Now, what explanation do creationists have for this pattern observed in the rocks? Faunal zonation isn't going to save them, since modern corals are found above dinosaurs! Differential of escape? Do tell me all about how corals can outrun clams and stromatolites to escape rising floodwaters! Hydrological sorting? Right! Big rocky corals get pulled to the top, while small clams sit with the dinosaurs.
And yet, the fossil record is full of examples of sorting that creationists can't explain but which they continues to ignore. Until creationism can start dealing with the flaws present in its 'theory', then it has no claim to being an alternative suitable for classrooms.
It would also be beneficial if students were taught the difference between 'normal (operational) science' and 'historical (or origins) science.'
How typical of the intellectually bankrupt - if the facts don't support my position, I'll redefine the terms until they do. Science is science, there are no different flavours to play with till your own pet theory is validated.
Normal (operational) science deals only with repeatable observable processes in the present, while origins science helps us to make educated guesses about origins in the past.
Sorry, there's no difference. Historical sciences operate just like all other sciences, by looking at evidence, deriving conclusions and comparing those conclusions to more evidence.
Keep in mind that what Mr Ham wants you to believe is that non-operational science includes all police forensics, all history and any attempt by anyone to determine a past event. Did the sun rise this morning? I didn't see it, so all I can offer is an educated guess, quite different from an operational science, in Mr Ham's world! But then, why should seeing it be any different? We know that human memory is fallible, so any past event becomes a historical (origins) science. But wait, isn't that absolutely everything?
Operational science has indeed been very successful in understanding the world, and has led to many improvements in the quality of life, e.g. putting men on the moon and curing diseases.

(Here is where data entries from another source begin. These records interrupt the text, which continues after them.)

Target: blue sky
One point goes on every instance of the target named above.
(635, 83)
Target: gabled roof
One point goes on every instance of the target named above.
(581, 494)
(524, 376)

A lot of the curing of diseases has been the direct result of our understanding of evolution. Indeed, all of modern biology rests on evolution's back and anything derived from biology is based on evolution, the most successful theory biology has.
Creationism, on the other hand, has given us nothing, other than the 'theory' that oak trees can run faster than tree ferns.
In contrast, evolution is a speculation about the unobservable and unrepeatable past.
Actually, evolution is observed in real time, and common descent is observed by it's effects.
Thus it comes under origins science.
And creationism comes under outright nonsense. And since it contradicts so much evidence it can't be science. Science has been successful in describing the world and making it possible for technological advances to lift humanity from the Dark Ages. What a shame that there are still insane demagogues who want to drag us back into a world of fear, ignorance and superstition. By the way, Mr Ham, it doesn't matter how many times you say it, evolution isn't speculation. It's both a fact and a theory.
Such a position would provide true academic freedom in a public education system that currently and exclusively indoctrinates young people in the worldview of evolution.
Ah, Academic Freedom. Of course freedom is just fine as long as it pushes the fundamentalist viewpoint. Anything else is repression. Oddly there doesn't seem to be a groundswell of opinion from school teachers wanting to wind the clocks back 200 years. I wonder why!